Han sido clausurados los coloquios de Acción Social Patronal  :   
 Continúan las reuniones del Consejo Oleícola Internacional. 
 ABC.    14/04/1962.  Página: 61. Páginas: 1. Párrafos: 4. 

ABC. SÁBADO 14 DE ABRIL DE 1962, EDICIÓN DE LA MAÑANA. PAG. 61

HAN SIDO CLAUSURADOS LOS COLOQUIOS DE ACCIÓN SOCIAL PATRONAL

Continúan las reuniones del Consejo Oleícola Internacional

Ayer fueron clausurados los coloquios que han venido celebrándose en la Cámara de Industria de

Madrid, organizados por acción Social Patronal, acerca de "La organización de las empresas con vistas a

la integración internacional y al desarrollo económico nacional". Intervinieron como ponentes en la

última jornada el procurador en Cortes, D. Juan José Rovira Sánchez-Herrero, que desarrolló el tema "La

organización de la Administración pública y la organización de las empresas" y el R. P. Sánchez- Gil, S.

J., quien habló sobre "Problemas éticos de la organización de las empresas".

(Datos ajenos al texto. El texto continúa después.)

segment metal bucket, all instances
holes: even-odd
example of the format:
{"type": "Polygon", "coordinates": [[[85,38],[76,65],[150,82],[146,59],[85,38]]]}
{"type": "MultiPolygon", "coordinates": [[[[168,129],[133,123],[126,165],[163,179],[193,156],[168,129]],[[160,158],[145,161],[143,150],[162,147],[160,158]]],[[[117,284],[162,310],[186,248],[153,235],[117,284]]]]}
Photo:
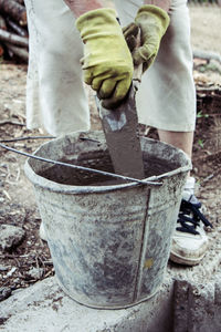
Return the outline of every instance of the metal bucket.
{"type": "MultiPolygon", "coordinates": [[[[183,152],[141,138],[147,178],[161,186],[29,158],[55,276],[75,301],[127,308],[159,289],[169,258],[181,193],[191,163],[183,152]]],[[[35,155],[114,172],[103,133],[77,133],[43,144],[35,155]]]]}

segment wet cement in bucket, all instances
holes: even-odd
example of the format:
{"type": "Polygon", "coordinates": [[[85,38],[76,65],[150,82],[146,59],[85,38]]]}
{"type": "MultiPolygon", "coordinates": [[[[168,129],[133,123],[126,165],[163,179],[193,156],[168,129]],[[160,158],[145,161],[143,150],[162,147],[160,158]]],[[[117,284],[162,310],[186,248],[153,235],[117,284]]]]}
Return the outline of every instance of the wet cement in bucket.
{"type": "MultiPolygon", "coordinates": [[[[69,156],[69,159],[62,158],[59,162],[115,174],[108,151],[95,149],[93,153],[80,154],[77,160],[72,160],[69,156]]],[[[149,156],[148,163],[144,159],[144,166],[145,178],[159,176],[177,168],[177,165],[173,165],[170,160],[166,162],[165,159],[155,156],[149,156]]],[[[113,179],[109,176],[97,175],[61,165],[53,165],[43,172],[38,173],[38,175],[57,184],[70,186],[107,186],[125,183],[120,179],[113,179]]]]}
{"type": "MultiPolygon", "coordinates": [[[[103,136],[69,135],[35,154],[114,173],[103,136]]],[[[36,159],[25,164],[59,283],[92,308],[134,305],[152,297],[164,279],[190,162],[169,145],[140,141],[145,176],[160,178],[161,186],[118,186],[91,172],[36,159]]]]}

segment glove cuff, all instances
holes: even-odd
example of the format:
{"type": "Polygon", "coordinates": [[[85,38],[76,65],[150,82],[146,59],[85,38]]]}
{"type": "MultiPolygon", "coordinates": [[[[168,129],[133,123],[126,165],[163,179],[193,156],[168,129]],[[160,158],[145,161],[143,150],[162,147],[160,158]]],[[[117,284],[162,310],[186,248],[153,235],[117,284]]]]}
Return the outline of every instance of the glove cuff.
{"type": "Polygon", "coordinates": [[[150,14],[160,21],[164,35],[170,22],[168,13],[164,9],[154,4],[144,4],[140,7],[137,12],[137,17],[141,15],[143,13],[150,14]]]}
{"type": "Polygon", "coordinates": [[[75,22],[83,39],[85,37],[85,32],[88,32],[90,27],[96,27],[96,30],[101,29],[102,31],[104,24],[105,28],[107,28],[108,25],[113,27],[113,23],[119,25],[117,22],[116,11],[112,8],[99,8],[87,11],[75,22]]]}

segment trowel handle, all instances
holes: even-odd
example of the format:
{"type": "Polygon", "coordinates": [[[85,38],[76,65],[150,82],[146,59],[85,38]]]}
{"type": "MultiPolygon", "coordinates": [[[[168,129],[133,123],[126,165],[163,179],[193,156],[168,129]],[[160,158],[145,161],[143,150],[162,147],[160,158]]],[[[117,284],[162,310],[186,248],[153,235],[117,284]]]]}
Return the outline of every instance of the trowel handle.
{"type": "MultiPolygon", "coordinates": [[[[135,50],[138,49],[140,46],[140,44],[141,44],[141,31],[139,29],[138,33],[137,33],[137,44],[136,44],[135,50]]],[[[143,75],[143,63],[135,66],[133,81],[137,81],[137,82],[141,83],[141,75],[143,75]]]]}

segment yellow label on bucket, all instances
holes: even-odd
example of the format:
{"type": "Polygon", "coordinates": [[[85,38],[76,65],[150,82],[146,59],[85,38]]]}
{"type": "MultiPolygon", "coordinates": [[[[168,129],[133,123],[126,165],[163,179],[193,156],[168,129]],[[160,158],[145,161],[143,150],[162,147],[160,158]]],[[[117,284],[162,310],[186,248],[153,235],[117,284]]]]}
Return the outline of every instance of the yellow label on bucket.
{"type": "Polygon", "coordinates": [[[144,268],[145,268],[145,269],[150,269],[150,268],[152,267],[152,264],[154,264],[154,259],[152,259],[152,258],[149,258],[149,259],[147,259],[147,260],[145,261],[144,268]]]}

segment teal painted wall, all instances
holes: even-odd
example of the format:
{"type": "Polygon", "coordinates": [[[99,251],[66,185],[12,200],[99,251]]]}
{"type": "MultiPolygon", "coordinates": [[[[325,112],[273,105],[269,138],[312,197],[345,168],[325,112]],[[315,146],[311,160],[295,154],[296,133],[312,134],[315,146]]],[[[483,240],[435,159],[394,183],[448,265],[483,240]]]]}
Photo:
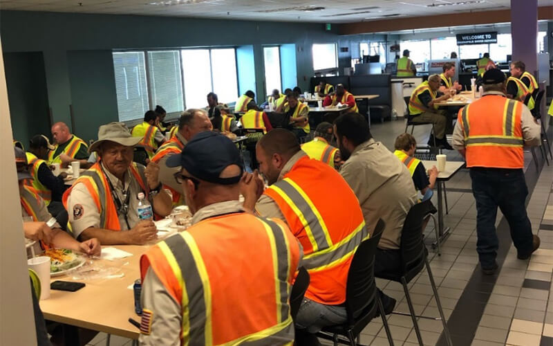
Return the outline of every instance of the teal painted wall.
{"type": "Polygon", "coordinates": [[[42,54],[4,54],[13,138],[28,147],[37,134],[50,134],[46,79],[42,54]]]}

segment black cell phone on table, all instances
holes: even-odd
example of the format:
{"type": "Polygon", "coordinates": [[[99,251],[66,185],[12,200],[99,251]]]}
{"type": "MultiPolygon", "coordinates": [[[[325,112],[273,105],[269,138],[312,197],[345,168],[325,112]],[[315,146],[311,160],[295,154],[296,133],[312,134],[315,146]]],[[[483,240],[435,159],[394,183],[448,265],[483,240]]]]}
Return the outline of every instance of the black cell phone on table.
{"type": "Polygon", "coordinates": [[[84,286],[85,284],[82,282],[57,280],[50,284],[50,289],[57,289],[58,291],[66,291],[68,292],[75,292],[84,287],[84,286]]]}

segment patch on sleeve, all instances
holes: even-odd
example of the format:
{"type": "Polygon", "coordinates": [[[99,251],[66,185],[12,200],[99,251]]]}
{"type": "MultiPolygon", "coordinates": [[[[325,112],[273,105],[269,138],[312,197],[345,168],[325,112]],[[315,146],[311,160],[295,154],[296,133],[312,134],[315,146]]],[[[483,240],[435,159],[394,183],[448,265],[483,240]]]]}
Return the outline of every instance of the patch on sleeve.
{"type": "Polygon", "coordinates": [[[82,217],[83,214],[84,214],[84,210],[82,206],[80,204],[75,204],[73,207],[73,219],[78,220],[82,217]]]}
{"type": "Polygon", "coordinates": [[[144,335],[150,335],[151,331],[151,320],[153,318],[153,313],[151,310],[142,309],[142,316],[140,320],[140,333],[144,335]]]}

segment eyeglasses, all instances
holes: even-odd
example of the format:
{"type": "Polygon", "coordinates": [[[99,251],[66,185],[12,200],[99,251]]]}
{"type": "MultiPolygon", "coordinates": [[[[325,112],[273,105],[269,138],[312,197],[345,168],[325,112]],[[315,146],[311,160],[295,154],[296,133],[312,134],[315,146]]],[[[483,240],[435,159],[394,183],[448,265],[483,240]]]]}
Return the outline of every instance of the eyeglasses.
{"type": "Polygon", "coordinates": [[[177,172],[173,176],[175,177],[175,181],[177,182],[178,184],[182,184],[187,180],[191,181],[194,184],[194,188],[198,188],[198,185],[200,185],[200,181],[196,179],[196,178],[192,178],[191,176],[185,176],[181,174],[180,172],[177,172]]]}

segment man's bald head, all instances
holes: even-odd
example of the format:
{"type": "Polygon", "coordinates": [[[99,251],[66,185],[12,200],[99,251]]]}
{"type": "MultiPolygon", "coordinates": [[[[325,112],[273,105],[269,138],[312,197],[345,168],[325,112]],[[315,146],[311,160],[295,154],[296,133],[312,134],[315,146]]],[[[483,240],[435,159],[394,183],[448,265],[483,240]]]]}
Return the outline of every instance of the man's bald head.
{"type": "Polygon", "coordinates": [[[63,144],[71,138],[71,132],[67,124],[63,122],[58,122],[52,125],[52,136],[57,144],[63,144]]]}
{"type": "Polygon", "coordinates": [[[284,129],[270,131],[261,137],[257,145],[263,148],[268,156],[278,154],[286,158],[293,156],[301,149],[296,135],[284,129]]]}

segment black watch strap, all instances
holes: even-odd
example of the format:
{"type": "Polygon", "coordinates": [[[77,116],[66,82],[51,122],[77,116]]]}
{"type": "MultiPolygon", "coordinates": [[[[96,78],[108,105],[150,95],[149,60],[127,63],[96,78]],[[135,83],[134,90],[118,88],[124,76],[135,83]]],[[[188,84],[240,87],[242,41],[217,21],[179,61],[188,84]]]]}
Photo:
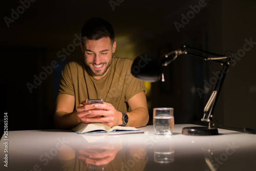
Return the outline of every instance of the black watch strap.
{"type": "Polygon", "coordinates": [[[127,115],[125,112],[121,111],[120,112],[123,114],[123,116],[122,117],[122,120],[123,121],[123,123],[120,125],[121,126],[126,125],[127,124],[127,123],[128,123],[128,120],[129,120],[128,115],[127,115]]]}

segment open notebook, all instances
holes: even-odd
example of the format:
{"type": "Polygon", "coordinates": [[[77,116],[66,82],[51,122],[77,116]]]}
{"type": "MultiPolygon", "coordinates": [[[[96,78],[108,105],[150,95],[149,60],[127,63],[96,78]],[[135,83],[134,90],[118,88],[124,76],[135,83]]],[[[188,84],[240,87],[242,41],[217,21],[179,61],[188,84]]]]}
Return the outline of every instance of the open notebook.
{"type": "Polygon", "coordinates": [[[101,123],[81,123],[71,130],[78,134],[92,134],[97,133],[113,132],[117,131],[139,131],[134,127],[115,126],[112,127],[101,123]]]}

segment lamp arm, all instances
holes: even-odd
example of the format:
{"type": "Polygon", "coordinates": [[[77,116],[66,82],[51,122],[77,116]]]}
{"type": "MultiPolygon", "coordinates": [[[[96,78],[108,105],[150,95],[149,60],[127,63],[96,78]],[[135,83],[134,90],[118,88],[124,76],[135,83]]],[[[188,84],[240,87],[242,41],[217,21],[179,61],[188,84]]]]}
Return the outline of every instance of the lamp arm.
{"type": "Polygon", "coordinates": [[[228,71],[228,67],[229,66],[230,62],[232,59],[233,55],[232,55],[232,57],[228,57],[225,55],[218,54],[194,48],[190,48],[185,45],[183,45],[180,49],[172,51],[164,55],[164,57],[167,59],[165,59],[163,60],[164,61],[162,62],[162,63],[163,63],[163,66],[167,66],[172,61],[176,59],[178,55],[182,54],[199,57],[204,59],[204,60],[214,61],[220,63],[222,66],[220,71],[220,77],[217,80],[217,81],[214,86],[214,91],[212,91],[211,95],[204,109],[204,115],[203,118],[201,119],[202,121],[208,122],[209,127],[210,127],[211,118],[212,117],[211,113],[213,113],[216,101],[217,101],[219,93],[221,91],[227,73],[226,71],[228,71]],[[192,51],[192,52],[191,51],[192,51]],[[195,52],[214,56],[214,57],[206,57],[193,53],[195,52]],[[174,56],[174,55],[175,56],[174,56]]]}

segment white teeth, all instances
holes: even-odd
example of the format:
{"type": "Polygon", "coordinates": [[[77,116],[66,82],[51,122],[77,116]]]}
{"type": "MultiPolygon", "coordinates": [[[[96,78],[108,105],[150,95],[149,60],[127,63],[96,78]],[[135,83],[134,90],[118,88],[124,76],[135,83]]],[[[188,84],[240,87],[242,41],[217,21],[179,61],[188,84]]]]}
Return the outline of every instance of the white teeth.
{"type": "Polygon", "coordinates": [[[100,68],[100,67],[102,67],[102,66],[103,66],[103,64],[99,65],[97,65],[97,66],[96,66],[96,65],[93,65],[93,66],[94,66],[94,67],[95,67],[95,68],[100,68]]]}

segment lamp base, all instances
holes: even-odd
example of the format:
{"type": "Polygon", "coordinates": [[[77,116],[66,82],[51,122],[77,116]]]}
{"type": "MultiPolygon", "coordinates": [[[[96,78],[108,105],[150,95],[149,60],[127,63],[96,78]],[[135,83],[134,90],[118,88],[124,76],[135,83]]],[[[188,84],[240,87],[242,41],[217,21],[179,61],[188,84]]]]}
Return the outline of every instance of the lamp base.
{"type": "Polygon", "coordinates": [[[182,129],[181,133],[186,135],[216,135],[219,134],[217,128],[209,128],[206,126],[185,127],[182,129]]]}

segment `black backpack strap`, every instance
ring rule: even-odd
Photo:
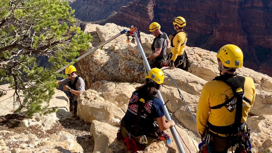
[[[245,78],[238,76],[235,77],[230,77],[229,76],[227,75],[222,75],[215,77],[213,80],[222,81],[230,87],[233,93],[233,96],[223,103],[210,108],[211,109],[220,108],[236,97],[237,99],[237,104],[233,125],[235,129],[238,130],[238,127],[241,124],[241,120],[242,116],[243,99],[244,96],[244,87],[245,82]],[[248,100],[248,101],[249,100]]]
[[[180,31],[178,32],[176,32],[176,33],[174,33],[173,34],[171,34],[171,35],[173,36],[173,39],[172,39],[171,40],[171,46],[172,47],[174,47],[175,46],[174,46],[174,44],[173,44],[173,40],[174,40],[174,38],[176,36],[176,35],[177,35],[179,32],[184,32],[185,34],[185,35],[186,35],[186,37],[185,37],[185,40],[184,40],[184,41],[183,42],[183,43],[182,43],[182,44],[180,45],[180,46],[182,46],[184,44],[184,43],[185,43],[185,41],[186,39],[186,38],[187,38],[187,37],[188,36],[188,33],[185,32],[185,31]]]

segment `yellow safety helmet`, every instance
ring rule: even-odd
[[[243,66],[243,52],[234,45],[228,44],[221,47],[217,52],[216,57],[226,67],[241,68]]]
[[[73,72],[76,71],[76,67],[71,65],[68,67],[66,67],[66,68],[65,69],[65,74],[69,74]]]
[[[145,77],[150,79],[157,83],[160,84],[164,83],[164,73],[160,69],[153,68],[148,72]]]
[[[160,24],[158,23],[157,22],[154,22],[150,24],[150,25],[149,25],[149,28],[148,28],[148,30],[152,32],[157,29],[160,29]]]
[[[181,16],[178,16],[174,18],[173,24],[176,24],[180,27],[183,27],[186,25],[186,21]]]

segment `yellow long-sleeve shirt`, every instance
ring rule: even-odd
[[[250,105],[243,100],[241,123],[246,121],[248,114],[255,99],[255,86],[253,80],[250,77],[245,77],[244,86],[245,97],[251,102]],[[221,81],[212,81],[204,85],[196,111],[196,126],[200,133],[203,134],[205,131],[207,120],[212,125],[217,126],[228,125],[234,122],[236,98],[221,108],[210,109],[210,107],[222,103],[233,96],[230,87]],[[226,136],[225,135],[219,135]]]
[[[171,52],[173,54],[171,60],[175,61],[178,56],[182,55],[185,50],[187,41],[186,34],[183,31],[178,33],[173,38],[173,45],[175,47],[171,48]]]

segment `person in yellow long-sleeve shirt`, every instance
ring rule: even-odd
[[[216,57],[220,75],[204,85],[197,105],[197,129],[202,140],[206,140],[202,148],[225,153],[238,145],[235,152],[251,152],[246,122],[255,100],[254,83],[236,72],[243,64],[243,53],[239,47],[225,45]]]
[[[178,17],[174,19],[173,24],[176,32],[169,36],[172,48],[171,53],[167,58],[170,60],[169,66],[171,69],[176,67],[188,71],[189,65],[185,47],[188,34],[183,30],[186,21],[183,18]]]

El Sr. Rovira trató—entre otras cosas-del papel que, a su juicio, debe corresponder a la Administración

pública respecto de la empresa, y del que, a su vez, debe desempeñar la empresa en la organización de la

Administración. Opinó que el instrumento legal básico que la Administración utilizará para poner en

práctica la. decisión de entrar en el Mercado Común será, en su día, el propio Convenio de asociación con

la Comunidad, pues, según nuestro sistema jurídico, los tratados internacionales tienen "per se" fuerza de

ley y adquieren tal carácter mediante su mera publicación. Por lo que se refiere´´ al desarrollo económico

nacional, describió las medidas que, a su juicio, corresponderá probablemente desarrollar a la

Administración pública respecto a la empresa.Desde el punto de vista interno, debe facilitar la creación de

un mercado de capitales donde el empresario pueda hallar los recursos que necesite; hoy no tenemos un

verdadero mercado de capitales en el sentido europeo, pero la Ley de Ordenación Bancaria se propone

crearlo. También debe facilitar la creación de una mano de obra especializada y fluyente, dando la

oportunidad al trabajador para que elija los puestos de trabajo que quiera y donde quiera, única manera de

hacer de él un hombre verdaderamente libre y de resolver en su raíz el problema del despido.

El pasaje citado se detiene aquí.